Ancient tales tell of how, following a long siege in 212 BC, the Consul Marcello’s legionnaires outwitted the city of Syracuse, which was allied with Carthage. For a full two years, the city walls had withstood every assault, defended by the fearsome machines of the genius Archimedes—including, according to legend, his infamous burning mirrors.

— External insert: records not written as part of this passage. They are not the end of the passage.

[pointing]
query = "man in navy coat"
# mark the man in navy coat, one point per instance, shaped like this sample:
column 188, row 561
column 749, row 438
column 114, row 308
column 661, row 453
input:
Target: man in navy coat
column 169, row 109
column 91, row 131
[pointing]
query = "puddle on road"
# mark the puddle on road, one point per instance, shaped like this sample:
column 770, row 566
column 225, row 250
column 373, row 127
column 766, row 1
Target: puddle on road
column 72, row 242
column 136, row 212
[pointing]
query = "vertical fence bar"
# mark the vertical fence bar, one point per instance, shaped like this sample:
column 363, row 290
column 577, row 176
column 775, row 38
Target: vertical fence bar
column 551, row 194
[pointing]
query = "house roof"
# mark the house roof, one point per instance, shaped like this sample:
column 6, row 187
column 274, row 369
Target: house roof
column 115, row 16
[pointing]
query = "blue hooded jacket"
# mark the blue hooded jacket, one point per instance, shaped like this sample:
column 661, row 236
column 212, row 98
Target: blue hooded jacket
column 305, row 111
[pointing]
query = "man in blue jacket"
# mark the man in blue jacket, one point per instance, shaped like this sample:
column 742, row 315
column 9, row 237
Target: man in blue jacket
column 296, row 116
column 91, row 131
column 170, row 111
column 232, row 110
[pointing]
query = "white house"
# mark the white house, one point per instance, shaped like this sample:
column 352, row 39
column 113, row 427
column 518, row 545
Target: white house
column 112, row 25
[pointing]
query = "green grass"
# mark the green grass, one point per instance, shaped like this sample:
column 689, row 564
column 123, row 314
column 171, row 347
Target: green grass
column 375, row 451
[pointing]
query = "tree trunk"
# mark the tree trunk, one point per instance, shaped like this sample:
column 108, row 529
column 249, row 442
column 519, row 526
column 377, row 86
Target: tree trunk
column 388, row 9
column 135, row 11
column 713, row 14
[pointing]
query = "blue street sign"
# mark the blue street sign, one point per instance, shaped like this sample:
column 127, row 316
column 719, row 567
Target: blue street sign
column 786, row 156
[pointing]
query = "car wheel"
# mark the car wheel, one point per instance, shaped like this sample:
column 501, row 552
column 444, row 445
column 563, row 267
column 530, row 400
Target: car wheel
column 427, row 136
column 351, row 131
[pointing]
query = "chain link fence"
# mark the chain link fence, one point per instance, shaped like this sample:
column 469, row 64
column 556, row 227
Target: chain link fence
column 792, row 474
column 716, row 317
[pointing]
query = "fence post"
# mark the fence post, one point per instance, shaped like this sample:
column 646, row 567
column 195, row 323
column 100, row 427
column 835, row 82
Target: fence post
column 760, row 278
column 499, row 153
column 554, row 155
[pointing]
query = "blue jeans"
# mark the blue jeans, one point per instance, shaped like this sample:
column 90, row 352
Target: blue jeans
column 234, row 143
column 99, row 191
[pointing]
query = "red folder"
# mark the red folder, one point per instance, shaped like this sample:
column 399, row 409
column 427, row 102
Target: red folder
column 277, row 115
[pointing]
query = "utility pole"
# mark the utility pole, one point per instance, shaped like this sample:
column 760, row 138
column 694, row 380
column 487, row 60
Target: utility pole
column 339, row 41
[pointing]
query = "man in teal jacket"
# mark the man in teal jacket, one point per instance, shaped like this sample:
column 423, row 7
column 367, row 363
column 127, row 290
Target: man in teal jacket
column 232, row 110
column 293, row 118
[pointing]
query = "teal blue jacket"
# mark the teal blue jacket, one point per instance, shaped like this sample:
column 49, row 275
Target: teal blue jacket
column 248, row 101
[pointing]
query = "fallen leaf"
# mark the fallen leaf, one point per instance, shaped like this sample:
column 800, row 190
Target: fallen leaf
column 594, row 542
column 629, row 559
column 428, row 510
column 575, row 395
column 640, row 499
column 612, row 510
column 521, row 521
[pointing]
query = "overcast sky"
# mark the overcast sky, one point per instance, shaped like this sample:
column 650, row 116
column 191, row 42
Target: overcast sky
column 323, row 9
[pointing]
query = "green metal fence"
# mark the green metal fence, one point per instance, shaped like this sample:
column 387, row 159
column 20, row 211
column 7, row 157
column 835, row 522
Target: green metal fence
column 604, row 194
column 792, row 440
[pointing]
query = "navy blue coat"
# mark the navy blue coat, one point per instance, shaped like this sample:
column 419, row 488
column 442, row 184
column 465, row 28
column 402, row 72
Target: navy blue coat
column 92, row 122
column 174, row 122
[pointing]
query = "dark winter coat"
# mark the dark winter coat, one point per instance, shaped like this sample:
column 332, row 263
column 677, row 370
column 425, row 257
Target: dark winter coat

Modern CSP (Concentrated Solar Power) systems that concentrate sunlight to produce electricity and heat, descend from Archimedes’ legendary mirrors. Although CSP technologies represent only a niche in the world’s energy landscape today, they have considerable potential: by 2050, they could cover 10% of the world’s electricity demand, helping to decarbonise many industrial thermal processes that currently rely on fossil fuels. In fact, it is estimated that the sun provides the Earth with about one billion terawatt hours of radiant energy annually with very low density, with the potential of satisfying the world's energy requirements 10,000 times over. One of the world’s largest CSP power stations is located at the foot of the High Atlas in Morocco, not far from the northern edge of the Sahara Desert. The energy generated by the Noor Ouarzazate complex (510 MW) avoids the production of almost 800,000 tonnes of CO2 per year. The most spectacular section of the Ouarzazate site is undoubtedly the central tower system with its 7,400 reflective panels (called heliostats) that concentrate solar radiation onto a 250-metre-tall tower to heat a thermal carrier fluid to over 500°C. That heat is then converted into electrical energy by a traditional 150 MW steam turbine. Then, thanks to its innovative molten salt thermal accumulation system, the plant can provide power over the grid for almost eight hours, even at night.